Printer Friendly

Comparative Study between the Discrete-Frequency Kalman Filtering and the Discrete-Time Kalman Filtering with Application in Noise Reduction in Speech Signals.

1. Introduction

Even with the advent of the Internet, voice transmission is still one of the most important ways of communication. The quality and intelligibility of speech signals play a key role in the ease and precision during information exchange. Practically in almost all voice transmission applications, the quality can be affected by factors such as ambient noise, losses due to digital link encoding, and interference from other conversations or even from other signal sources [1].

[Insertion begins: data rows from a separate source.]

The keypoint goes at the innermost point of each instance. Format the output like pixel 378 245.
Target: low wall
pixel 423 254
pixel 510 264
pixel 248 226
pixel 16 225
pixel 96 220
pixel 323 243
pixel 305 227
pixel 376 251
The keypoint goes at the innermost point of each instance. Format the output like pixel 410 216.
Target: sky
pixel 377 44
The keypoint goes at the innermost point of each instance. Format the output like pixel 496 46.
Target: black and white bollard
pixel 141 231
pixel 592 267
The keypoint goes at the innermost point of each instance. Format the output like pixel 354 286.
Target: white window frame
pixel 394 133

In order to overcome their harmful effects, digital speech processing techniques can be employed to reduce or even eliminate them. In recent years, some techniques and methods such as spectral subtraction, Kalman filtering, psychoacoustics, and wavelet transforms gained more prominence, especially in noise reduction, so that many research efforts have been made for improving them.

In [2, 3], the authors enhance speech quality by removing the musical noise introduced by spectral subtraction. In [1], the authors combined spectral subtraction and wavelets on a prefiltering approach for noise reduction in speech signals and used the result as an initial guess for a Kalman filter. When compared to Kalman filtering using only wavelets or spectral subtraction alone to produce the initial guess, their method showed the least spectral distortion and a similar segmental output signal-to-noise ratio.

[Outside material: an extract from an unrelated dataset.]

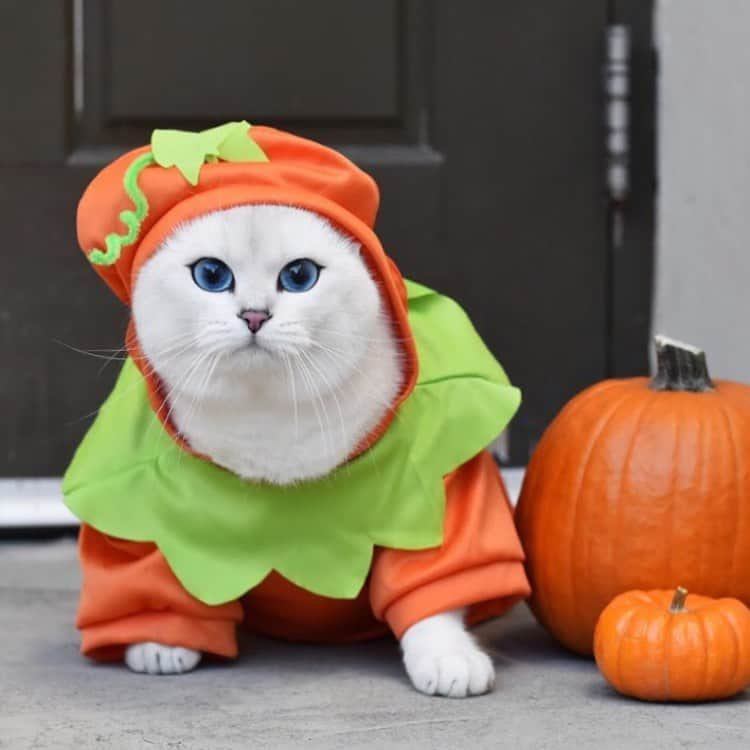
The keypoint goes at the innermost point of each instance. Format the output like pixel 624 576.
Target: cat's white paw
pixel 441 658
pixel 153 658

Since wavelet-based denoising is highly dependent on thresholding the approximation and detail coefficients, recent research in this area focuses on new thresholds [4, 5].

Shao and Chang [6] concatenated the Kalman filter to a bank of wavelet filters with a perceptual weighting filter. They used a technique of masking the psychoacoustic model to derive the weighting filter. According to the authors, that work brought two contributions. The first one was the wavelet-based auditory model with a perceptual wavelet filter bank that maps the frequency response of the human auditory system through subband decomposition. The second was the Kalman filter using a voice state space model in the wavelet domain, whose computational cost was reduced when compared to the discrete-time Kalman filter. They were able to reduce the noise in different environments with low signal degradation.

Dhivya and Justin [7] proposed a noise reduction based technique that applies spectral subtraction to the wavelet approximation coefficients and soft thresholding to the detail coefficients. They used five wavelet filters and compared them according to their output signal-to-noise ratios. Besides the output SNR, they also considered the correlation coefficient and the perceptual evolution of speech quality (PESQ) criteria.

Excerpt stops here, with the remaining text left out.